The Sleeper: UCLA has a handful of young guys that we haven’t heard of yet but they are unlikely to declare anytime soon. However, defensive end/tackle Cassius Marsh is a guy that gets overshadowed by the Barr phenomenon. Marsh is a perfect fit as a DE in UCLA’s 3-man front. He’s long and powerful, particularly in his upper shelf. He excels against the run by using his upper body to control blockers at the point to maintain gap discipline and make a play at the line. Much of what he does allows guys like Barr and others to make splash plays around him.

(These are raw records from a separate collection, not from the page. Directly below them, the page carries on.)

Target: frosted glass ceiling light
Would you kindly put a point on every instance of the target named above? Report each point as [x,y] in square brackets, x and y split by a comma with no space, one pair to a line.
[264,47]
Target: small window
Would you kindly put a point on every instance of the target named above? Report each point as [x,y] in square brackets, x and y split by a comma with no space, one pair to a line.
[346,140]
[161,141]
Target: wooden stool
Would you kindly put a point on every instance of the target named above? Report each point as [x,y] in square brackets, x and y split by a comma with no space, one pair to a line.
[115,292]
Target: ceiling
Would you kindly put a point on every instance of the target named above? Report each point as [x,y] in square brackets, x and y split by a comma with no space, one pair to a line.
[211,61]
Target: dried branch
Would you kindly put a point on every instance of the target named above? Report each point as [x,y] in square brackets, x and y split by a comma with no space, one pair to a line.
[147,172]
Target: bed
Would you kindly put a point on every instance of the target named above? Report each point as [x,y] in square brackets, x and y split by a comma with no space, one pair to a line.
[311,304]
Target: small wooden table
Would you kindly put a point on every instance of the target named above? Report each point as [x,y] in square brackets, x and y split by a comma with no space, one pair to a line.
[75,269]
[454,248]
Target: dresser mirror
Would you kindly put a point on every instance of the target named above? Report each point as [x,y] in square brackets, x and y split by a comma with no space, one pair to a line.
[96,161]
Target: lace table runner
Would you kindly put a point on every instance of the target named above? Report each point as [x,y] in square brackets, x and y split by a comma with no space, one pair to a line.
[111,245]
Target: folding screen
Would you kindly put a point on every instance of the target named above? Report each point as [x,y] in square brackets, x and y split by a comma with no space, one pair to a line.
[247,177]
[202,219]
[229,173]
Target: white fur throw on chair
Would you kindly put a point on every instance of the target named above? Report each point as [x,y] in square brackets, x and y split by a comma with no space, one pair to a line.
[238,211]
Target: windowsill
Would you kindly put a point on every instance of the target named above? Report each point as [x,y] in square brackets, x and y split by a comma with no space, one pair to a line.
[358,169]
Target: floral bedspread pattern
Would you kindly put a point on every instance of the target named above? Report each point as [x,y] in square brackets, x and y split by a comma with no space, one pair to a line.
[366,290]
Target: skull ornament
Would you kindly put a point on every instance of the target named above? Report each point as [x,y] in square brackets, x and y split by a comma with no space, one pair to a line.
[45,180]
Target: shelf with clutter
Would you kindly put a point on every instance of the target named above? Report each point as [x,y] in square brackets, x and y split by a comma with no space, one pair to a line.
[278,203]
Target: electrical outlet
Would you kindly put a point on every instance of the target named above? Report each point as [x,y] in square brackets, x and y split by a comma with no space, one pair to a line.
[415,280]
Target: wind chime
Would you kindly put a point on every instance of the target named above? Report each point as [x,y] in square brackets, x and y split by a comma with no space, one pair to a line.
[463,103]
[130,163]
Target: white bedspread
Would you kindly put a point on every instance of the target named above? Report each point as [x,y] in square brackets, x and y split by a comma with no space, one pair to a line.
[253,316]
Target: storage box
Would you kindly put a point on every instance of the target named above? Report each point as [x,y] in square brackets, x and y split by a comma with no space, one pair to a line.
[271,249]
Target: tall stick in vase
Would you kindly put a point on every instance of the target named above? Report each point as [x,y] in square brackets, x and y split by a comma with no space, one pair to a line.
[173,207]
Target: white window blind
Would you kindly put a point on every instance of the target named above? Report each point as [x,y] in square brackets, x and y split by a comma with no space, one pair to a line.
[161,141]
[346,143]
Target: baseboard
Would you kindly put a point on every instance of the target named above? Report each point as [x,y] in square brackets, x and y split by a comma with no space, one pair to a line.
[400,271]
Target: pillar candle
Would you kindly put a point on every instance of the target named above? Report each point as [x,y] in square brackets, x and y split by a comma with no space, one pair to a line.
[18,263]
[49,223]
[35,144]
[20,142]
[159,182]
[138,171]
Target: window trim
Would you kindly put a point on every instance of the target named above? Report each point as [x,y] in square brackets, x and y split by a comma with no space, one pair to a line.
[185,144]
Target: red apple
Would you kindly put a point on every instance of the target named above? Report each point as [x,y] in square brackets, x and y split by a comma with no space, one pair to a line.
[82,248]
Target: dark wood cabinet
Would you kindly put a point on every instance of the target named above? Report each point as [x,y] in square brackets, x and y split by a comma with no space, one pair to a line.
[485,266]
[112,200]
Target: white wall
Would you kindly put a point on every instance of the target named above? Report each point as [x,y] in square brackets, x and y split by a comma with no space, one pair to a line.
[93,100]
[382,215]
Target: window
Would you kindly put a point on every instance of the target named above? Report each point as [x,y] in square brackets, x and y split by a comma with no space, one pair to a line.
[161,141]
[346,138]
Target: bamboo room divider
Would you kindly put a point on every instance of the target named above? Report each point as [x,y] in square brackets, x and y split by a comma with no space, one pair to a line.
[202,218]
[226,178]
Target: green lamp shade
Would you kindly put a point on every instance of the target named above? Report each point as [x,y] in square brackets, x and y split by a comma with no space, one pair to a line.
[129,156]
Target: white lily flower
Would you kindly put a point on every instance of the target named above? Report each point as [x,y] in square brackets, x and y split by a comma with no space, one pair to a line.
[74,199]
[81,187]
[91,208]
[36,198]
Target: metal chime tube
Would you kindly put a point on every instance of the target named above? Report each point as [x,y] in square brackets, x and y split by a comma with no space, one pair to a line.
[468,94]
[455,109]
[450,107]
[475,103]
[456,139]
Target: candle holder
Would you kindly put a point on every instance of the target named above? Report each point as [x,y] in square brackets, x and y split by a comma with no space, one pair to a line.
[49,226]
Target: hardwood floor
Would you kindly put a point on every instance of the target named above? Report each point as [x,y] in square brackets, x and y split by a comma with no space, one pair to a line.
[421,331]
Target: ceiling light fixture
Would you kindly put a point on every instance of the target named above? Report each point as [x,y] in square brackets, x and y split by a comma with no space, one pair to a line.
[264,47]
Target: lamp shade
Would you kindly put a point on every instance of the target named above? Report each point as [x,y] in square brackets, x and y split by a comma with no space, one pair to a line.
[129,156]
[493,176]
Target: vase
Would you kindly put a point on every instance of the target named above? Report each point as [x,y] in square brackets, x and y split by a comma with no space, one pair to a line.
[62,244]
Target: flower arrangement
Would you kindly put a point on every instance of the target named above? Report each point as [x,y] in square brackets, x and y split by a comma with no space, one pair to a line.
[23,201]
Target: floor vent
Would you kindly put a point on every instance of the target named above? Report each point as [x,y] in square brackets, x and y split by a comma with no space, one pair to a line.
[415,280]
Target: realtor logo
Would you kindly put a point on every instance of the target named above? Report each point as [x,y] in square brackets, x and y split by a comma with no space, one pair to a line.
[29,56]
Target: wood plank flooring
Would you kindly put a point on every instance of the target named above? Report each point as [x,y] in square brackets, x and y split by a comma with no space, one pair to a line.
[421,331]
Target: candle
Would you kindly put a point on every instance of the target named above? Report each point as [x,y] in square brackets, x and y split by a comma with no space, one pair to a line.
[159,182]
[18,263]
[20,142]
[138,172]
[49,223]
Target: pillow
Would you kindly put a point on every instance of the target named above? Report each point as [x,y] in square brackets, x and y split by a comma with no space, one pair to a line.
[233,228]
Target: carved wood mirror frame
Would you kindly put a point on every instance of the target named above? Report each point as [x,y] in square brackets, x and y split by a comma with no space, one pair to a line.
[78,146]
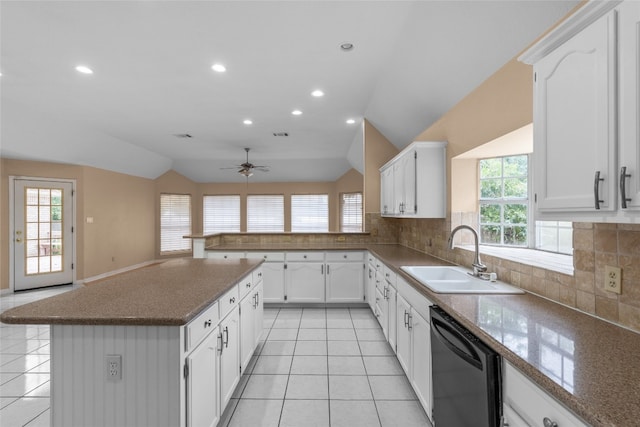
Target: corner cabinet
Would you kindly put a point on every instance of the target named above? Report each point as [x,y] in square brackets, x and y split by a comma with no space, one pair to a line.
[413,183]
[586,115]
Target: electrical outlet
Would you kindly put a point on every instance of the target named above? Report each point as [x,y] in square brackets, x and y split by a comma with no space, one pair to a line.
[114,367]
[613,279]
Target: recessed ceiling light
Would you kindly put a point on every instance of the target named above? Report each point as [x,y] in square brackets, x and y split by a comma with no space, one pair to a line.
[346,46]
[84,69]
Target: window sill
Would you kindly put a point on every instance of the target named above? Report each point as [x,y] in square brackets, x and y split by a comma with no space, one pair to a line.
[547,260]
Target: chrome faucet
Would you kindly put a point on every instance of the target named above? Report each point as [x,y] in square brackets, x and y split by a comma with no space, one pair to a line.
[478,267]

The Stud(s): These teams are combined because the studs are everywhere for both teams. From Stanford’s NFL-ready offensive line to Oregon’s slew of explosive skill players, there are simply too many talented players to choose one for each team. So we will skip to pinpointing two very overlooked players on two of the country’s best football teams.
The Sleeper(s): On one of the nations most explosive offenses, there is so much attention to Oregon’s Marcus Mariota, Colt Lyerla, and De’Anthony Thomas (to name a few) that we forget about their only true number one receiver, Josh Huff. Huff has the talent to be the focal pass catchers on most other offenses but he’s buried in the shadow of the guys aforementioned. If you watch closely, you see a fluid receiver who wins with quickness and strength to pick up yards after the catch.
On Stanford’s offense, fullback Ryan Hewitt is the sleeper. Hewitt served as the lead blocker for 2-time 1,000 yard rusher Stepfan Taylor. He is a blue-collar player who loves physicality but is versatile enough to provide an extra receiving weapon for his quarterback. There are still some NFL teams that utilize the classic fullback in their offense and Hewitt’s versatility is only a plus.